Après avoir relevé que l’article 2 de la loi du 3 juillet 1967 contient la même définition que l’article 9 de la loi du 10 avril 1971, la cour rappelle les principes en matière d’événement soudain, étant essentiellement que celui-ci peut consister dans l’exercice habituel et normal de la tâche journalière à la condition que puisse y être décelé un élément qui a pu produire la lésion, élément qui ne doit pas se distinguer de l’exécution. Par ailleurs, la cour rappelle que l’événement soudain ne se confond ni avec la cause extérieure ni avec la manifestation de la lésion. En l’espèce, elle estime, avec le Ministère public, qu’il y a eu un choc psychologique, subi le jour en question, lors de la prise de connaissance des éléments repris ci-dessus. Les enquêtes ont en effet permis d’établir l’état d’émoi et de perturbation de l’intéressé, apprenant sa dégradation, la fouille de son bureau ainsi que l’intentement d’une procédure disciplinaire avec transfert à Bruxelles. Pour la cour, ces éléments suffisent en tant que fait épinglé, susceptible de produire une lésion.

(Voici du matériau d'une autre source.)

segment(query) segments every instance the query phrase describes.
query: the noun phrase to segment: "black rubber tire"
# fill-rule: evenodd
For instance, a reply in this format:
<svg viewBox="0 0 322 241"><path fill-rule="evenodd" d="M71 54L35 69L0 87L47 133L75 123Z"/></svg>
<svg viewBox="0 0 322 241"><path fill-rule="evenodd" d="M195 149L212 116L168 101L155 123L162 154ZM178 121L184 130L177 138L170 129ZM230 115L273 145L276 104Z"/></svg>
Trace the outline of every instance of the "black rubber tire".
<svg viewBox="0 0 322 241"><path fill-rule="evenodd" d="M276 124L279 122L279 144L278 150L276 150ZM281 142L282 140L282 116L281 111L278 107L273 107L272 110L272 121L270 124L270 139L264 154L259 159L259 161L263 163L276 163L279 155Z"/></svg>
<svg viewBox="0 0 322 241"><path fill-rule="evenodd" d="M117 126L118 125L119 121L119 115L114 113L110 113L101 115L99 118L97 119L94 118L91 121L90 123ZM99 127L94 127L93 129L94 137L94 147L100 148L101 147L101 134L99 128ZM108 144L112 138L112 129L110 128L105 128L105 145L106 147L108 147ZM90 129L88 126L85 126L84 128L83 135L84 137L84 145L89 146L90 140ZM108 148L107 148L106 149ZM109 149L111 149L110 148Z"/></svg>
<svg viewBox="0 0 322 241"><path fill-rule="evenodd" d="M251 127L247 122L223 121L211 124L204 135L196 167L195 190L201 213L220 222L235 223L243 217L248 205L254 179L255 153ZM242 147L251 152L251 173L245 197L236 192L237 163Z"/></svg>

Répondant à un argument du SPF selon lequel son fonctionnaire ne devait pas s’étonner de l’intentement de la procédure, vu qu’il s’agissait d’une procédure disciplinaire « classique », la cour rappelle que « soudaineté » ne signifie pas « imprévisibilité ». Par ailleurs, les éléments de fond dégagés dans le cadre de la procédure disciplinaire ainsi que les décisions prises dans le cadre de celle-ci sont sans incidence, tout risque étant couvert par la loi, même s’il y a eu comportement imprudent ou même faute de l’intéressé. Seule est exclue la faute intentionnelle.

Constatant, enfin, l’existence d’une dépression anxieuse réactionnelle ayant entraîné une incapacité de travail, la cour constate qu’il y a eu un accident et que celui-ci s’est produit au temps et lieu de l’exécution du travail, ensuite de quoi la présomption de causalité doit jouer.

La cour confirme ainsi le jugement et renvoie l’affaire au tribunal, afin que l’expertise se poursuive.

Intérêt de la décision

L’événement soudain pointé par la victime, dans cette espèce, est un choc psychologique survenu suite à un entretien au cours duquel ont été révélés des mesures de contrôle inopinées ainsi que l’intentement d’une procédure disciplinaire. Très logiquement, la cour du travail retient que, dès lors que le choc psychologique invoqué est établi, il peut être retenu, peu importe le contexte dans lequel il est intervenu et même si c’est le comportement de l’intéressé qui est à l’origine des décisions prises par sa hiérarchie (le bien-fondé des mesures en cause étant un élément tout à fait indifférent).